The Architecture: What the Unified Hierarchy Actually Means
The cgroup hierarchy is a filesystem mounted at /sys/fs/cgroup. Every directory in that tree is a cgroup. Every process on the system belongs to exactly one cgroup. Resource limits you set on a cgroup apply to all processes in it and all its descendants.

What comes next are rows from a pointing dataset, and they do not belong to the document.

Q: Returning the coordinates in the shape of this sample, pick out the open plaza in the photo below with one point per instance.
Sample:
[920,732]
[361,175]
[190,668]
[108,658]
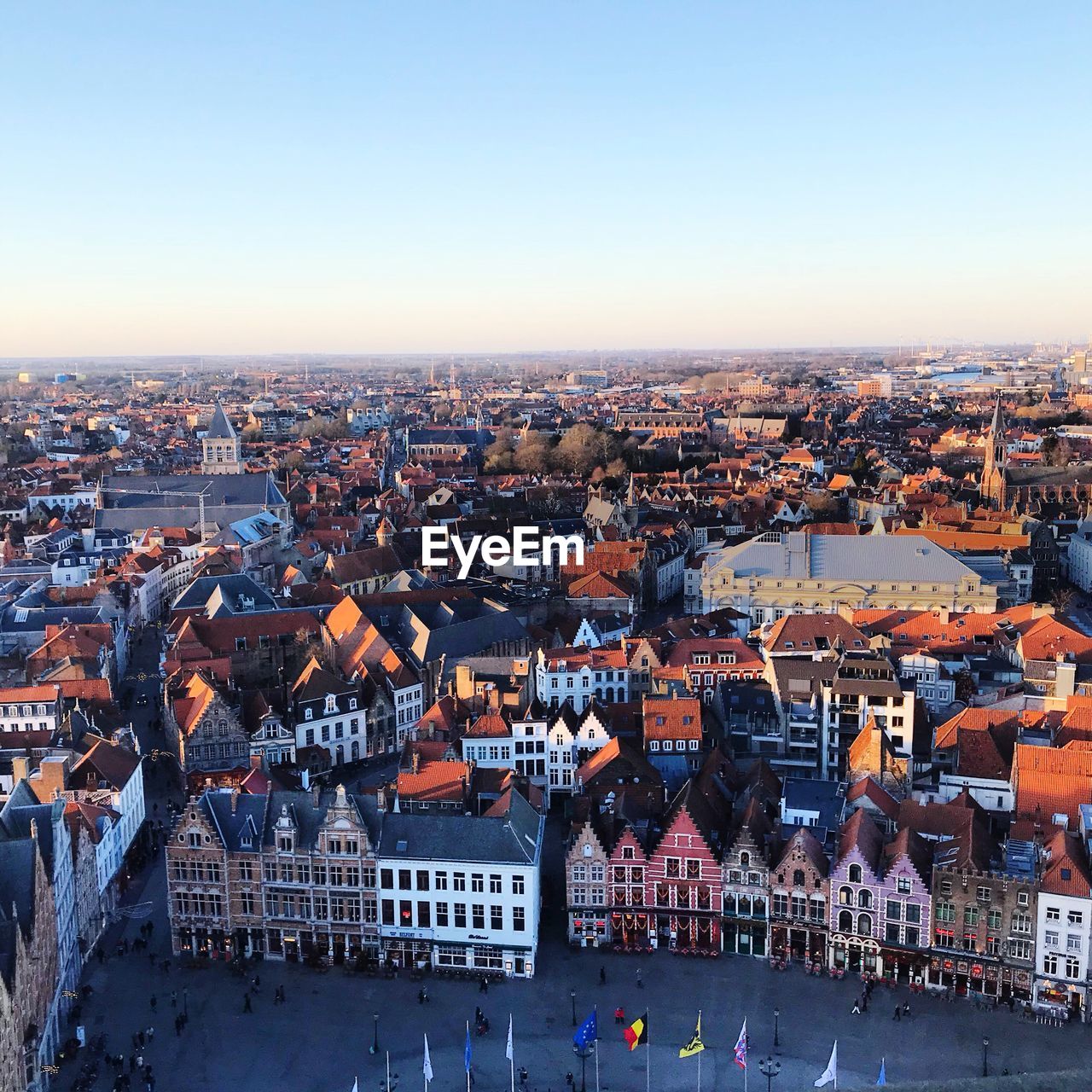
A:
[320,1038]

# Look at the top of the cgroup hierarchy
ls /sys/fs/cgroup/
# See what controllers are available system-wide
cat /sys/fs/cgroup/cgroup.controllers
# See which controllers are enabled for child cgroups
cat /sys/fs/cgroup/cgroup.subtree_control
The controllers you'll see on RHEL 10 typically include cpu, cpuset, memory, io, pids, and rdma. Each controller manages a different class of resource. A controller has to be explicitly enabled in a cgroup's subtree_control file before child cgroups can use it. You rarely manipulate these files directly in production. Systemd sits on top of the cgroup hierarchy and manages it on your behalf. But knowing what's underneath helps a lot when things behave unexpectedly and you need to verify what limits are actually in effect.

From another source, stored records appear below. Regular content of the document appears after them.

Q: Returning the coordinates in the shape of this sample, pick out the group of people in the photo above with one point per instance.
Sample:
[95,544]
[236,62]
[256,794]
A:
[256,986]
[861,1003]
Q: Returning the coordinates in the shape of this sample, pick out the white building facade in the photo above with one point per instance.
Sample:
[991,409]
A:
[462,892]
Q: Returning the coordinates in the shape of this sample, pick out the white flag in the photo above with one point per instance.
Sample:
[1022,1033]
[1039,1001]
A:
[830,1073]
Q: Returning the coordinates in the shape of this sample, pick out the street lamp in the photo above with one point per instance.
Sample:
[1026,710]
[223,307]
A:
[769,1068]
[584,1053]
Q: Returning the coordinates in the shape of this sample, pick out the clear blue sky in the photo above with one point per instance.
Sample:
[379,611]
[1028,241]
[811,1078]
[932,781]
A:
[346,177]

# Verify RHEL 10 is using cgroups v2 (should show cgroup2)
mount | grep cgroup
# Or check directly
stat -f /sys/fs/cgroup | grep Type
# Type should be: cgroup2fs
How Systemd Maps to the Cgroup Tree
Systemd organizes everything into three main slices in the cgroup hierarchy:
- system.slice system services started by systemd units
- user.slice user sessions and user-level services
- machine.slice virtual machines and containers
Every service unit, scope, and slice gets its own subdirectory in /sys/fs/cgroup. When you set resource limits through systemd, it writes the appropriate values into those cgroup files. When you check limits through systemd, it reads from those same files.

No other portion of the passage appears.